RESTRICTIONS on religious freedom do not necessarily involve draconian actions like imprisoning pastors, flogging alleged "blasphemers" or bulldozing places of worship. Liberty of faith can be curbed in much milder ways, and it is still something that needs careful watching. To take one example, the Hungarian government has been taken by task by the American State Department, by its own constitutional court, and mostly recently by the European Court on Human Rights (ECHR) over a religion law which makes the status of churches subject to political caprice.
The story starts in 2011 with the passage of an ill-named law on “the Right to Freedom of Conscience and Religion, and on the Legal Status of Churches, Religious Denominations and Religious Communities.” As Aaron Rhodes, a religious freedom campaigner, put it, this replaced a fair system (creating a level playing field for all faiths) with a bad one. The law stopped treating religious communities equally and brought in a tiered system that distinguishes between so-called incorporated churches, which enjoy many legal advantages, and less fortunate religious groups with fewer entitlements.
The troubling thing was that getting recognition as an "incorporated church” required a two-thirds majority in Parliament. So what should be a simple administrative decision was turned into a political one, in which legislators have to assess the merits of a religion. The government insisted that the law was necessary to stop opportunistic cults or "business churches" from establishing themselves with no other aim but taking advantage of the favourable tax regime that religious groups enjoy. But critics said the legislation amounted to killing a fly with a sledge-hammer.
As a result of the law, at least 200 religious communities, including Methodists, Pentecostalists, Seventh Day Adventists, Reform Jews, Buddhists and Hindus faced a downgrading of their status.
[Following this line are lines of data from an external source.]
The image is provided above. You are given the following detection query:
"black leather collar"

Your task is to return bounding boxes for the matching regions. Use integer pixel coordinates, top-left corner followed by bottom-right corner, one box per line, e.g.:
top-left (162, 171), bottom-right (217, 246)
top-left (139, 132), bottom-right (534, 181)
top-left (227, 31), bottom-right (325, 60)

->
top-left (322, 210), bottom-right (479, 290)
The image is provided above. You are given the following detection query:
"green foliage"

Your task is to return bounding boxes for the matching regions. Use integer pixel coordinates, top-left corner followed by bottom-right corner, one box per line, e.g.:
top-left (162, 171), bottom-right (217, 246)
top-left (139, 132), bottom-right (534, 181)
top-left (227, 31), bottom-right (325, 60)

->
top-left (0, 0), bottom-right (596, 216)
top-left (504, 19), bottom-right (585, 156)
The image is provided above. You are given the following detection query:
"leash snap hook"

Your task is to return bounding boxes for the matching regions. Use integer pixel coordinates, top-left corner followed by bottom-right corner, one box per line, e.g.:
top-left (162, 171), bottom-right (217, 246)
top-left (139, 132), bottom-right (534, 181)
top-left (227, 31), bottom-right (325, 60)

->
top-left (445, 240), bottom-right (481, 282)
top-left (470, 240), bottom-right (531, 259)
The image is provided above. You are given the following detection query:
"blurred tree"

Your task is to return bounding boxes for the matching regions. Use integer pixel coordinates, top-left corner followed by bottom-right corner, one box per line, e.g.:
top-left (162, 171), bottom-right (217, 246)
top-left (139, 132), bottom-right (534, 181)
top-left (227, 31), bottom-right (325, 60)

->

One of the people who fell foul of the law was Gabor Ivanyi (pictured above), who runs a highly respected Methodist church as well as schools and homeless shelters. His church was closed by the communist authorities in 1977, but he surprised to find himself in legal no-man's-land under a democratic government.
In February 2013, Hungary's Constitutional Court ruled that 67 groups had been deregistered unconstitutionally. However the government seems to have ignored the ruling. A government ministry rejected the written requests of at least four deregistered bodies to be added to the list of incorporated churches.
Hungary's populist government has suffered two fresh defeats over the issue this year. In April, the ECHR ruled that forcing the re-registration of legally recognised churches was a violation of human rights. Hungary tried appealing to the court's Grand Chamber but that move has just been turned down. The court said the Hungarian government must negotiate compensation for damages with the nine churches that brought the complaint.
At a diplomatic gathering in Poland next week, the Forum for Religious Freedom Europe, a Vienna-based campaign group headed by Mr Rhodes, will take Hungary to task over the law and ask why the Budapest government has paid so little attention to successive scoldings from international and domestic courts. That is a question worth posing. Nobody is going to be clapped in irons or tortured because of Hungary's religion law, but it sets a dubious precedent—especially at a time when the European Union, to which Hungary belongs, is supposed to be spreading the ideal of religious freedom round the world.